Ars brevis, vita longa: Student's magic bus takes an artistic journey and meets tragic end

You might have looked at the trashed school bus as an eyesore. But Pete Klassen-Landis '06 saw art -- and his senior architecture thesis. Like all evanescent art, the bus installation's time on campus was intended to be finite. But few could have predicted its sudden, violent end.

As his five years in the architecture program drew to a close last week, Klassen-Landis spent much of his time at the Architecture, Art and Design Foundry, where he was building a modern plywood lounge chair for exhibition at the 2006 International Contemporary Furniture Fair. He could see his dismembered school bus from the Foundry window, standing at the side of the road.

Then it happened.

"I heard noise and saw a backhoe and came running out. Guys with trucks came in and just had at it. They just smashed it with no warning," Klassen-Landis said. "It was too late to ask them to stop."

It seems that Klassen-Landis' piece was removed inadvertently, the result of a bureaucratic snafu. It was to have been retired to the country property of Klassen-Landis' adviser, associate professor of architecture Val Warke.

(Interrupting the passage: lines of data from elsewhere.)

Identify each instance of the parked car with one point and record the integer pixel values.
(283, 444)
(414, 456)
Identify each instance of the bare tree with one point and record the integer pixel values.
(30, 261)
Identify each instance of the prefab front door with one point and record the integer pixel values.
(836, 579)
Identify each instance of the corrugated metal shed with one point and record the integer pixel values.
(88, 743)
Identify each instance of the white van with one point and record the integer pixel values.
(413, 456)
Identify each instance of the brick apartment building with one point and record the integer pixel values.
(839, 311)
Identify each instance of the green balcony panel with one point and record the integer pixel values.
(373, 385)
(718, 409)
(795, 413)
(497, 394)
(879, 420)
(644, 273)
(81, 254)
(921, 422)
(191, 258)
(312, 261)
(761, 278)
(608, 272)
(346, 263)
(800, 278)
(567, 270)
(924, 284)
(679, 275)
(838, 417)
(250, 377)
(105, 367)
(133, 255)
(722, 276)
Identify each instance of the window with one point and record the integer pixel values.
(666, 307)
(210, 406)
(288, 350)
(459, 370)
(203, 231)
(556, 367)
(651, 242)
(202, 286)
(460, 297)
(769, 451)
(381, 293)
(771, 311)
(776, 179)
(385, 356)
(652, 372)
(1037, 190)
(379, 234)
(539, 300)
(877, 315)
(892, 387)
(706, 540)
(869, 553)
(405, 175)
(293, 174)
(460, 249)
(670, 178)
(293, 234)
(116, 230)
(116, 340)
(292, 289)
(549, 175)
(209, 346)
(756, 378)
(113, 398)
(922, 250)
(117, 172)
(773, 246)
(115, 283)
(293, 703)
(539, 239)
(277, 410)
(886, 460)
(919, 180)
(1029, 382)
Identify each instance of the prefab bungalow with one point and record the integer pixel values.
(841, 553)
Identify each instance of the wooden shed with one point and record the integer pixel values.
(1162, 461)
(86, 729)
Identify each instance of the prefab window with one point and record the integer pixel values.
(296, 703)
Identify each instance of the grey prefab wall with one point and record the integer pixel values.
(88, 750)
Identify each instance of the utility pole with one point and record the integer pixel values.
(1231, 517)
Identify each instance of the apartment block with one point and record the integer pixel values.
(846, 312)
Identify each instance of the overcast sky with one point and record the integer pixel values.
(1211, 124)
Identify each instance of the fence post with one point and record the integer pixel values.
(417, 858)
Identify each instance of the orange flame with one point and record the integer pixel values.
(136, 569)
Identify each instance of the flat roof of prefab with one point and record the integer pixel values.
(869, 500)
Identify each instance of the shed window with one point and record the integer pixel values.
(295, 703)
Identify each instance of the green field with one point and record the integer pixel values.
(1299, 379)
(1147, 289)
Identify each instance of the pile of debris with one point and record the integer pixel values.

"I disassembled the bus by myself, then reconfigured it into a pavilion," Klassen-Landis said. "I painted it all white and put white gravel on the ground under it."

From certain angles the finished piece recalled one of abstract expressionist Louise Nevelson's monochrome constructions. From other angles, it might have resembled a budget-conscious space pod that had inexplicably touched down behind Rand Hall.

"The idea was to take this discarded object and see it act as a pavilion," Klassen-Landis said. "It didn't hold anything, although you could sit in it. It was about how it acts as an object."

As part of his thesis, Klassen-Landis distributed "propaganda" on architecture department bulletin boards to spark discussion of contemporary architecture and culture. One poster collected quotes of people reacting to his work: "It looks like it's going to take us all to heaven." "Maybe it's a futuristic bathroom unit."

Klassen-Landis said, "As I'm creating the thing, I'm documenting and sort of de-familiarizing the project, and sort of commenting from an outside view as the project is in motion." A jury evaluated Klassen-Landis' work. "It was well received," he noted.

His far pavilion achieved its goals, Klassen-Landis believes, in that it provoked thinking among all who had the chance to see it and helped him earn his architecture degree. It also commented, he feels, on recycling and sustainability. An appropriate thought in light of the sculpture's demise.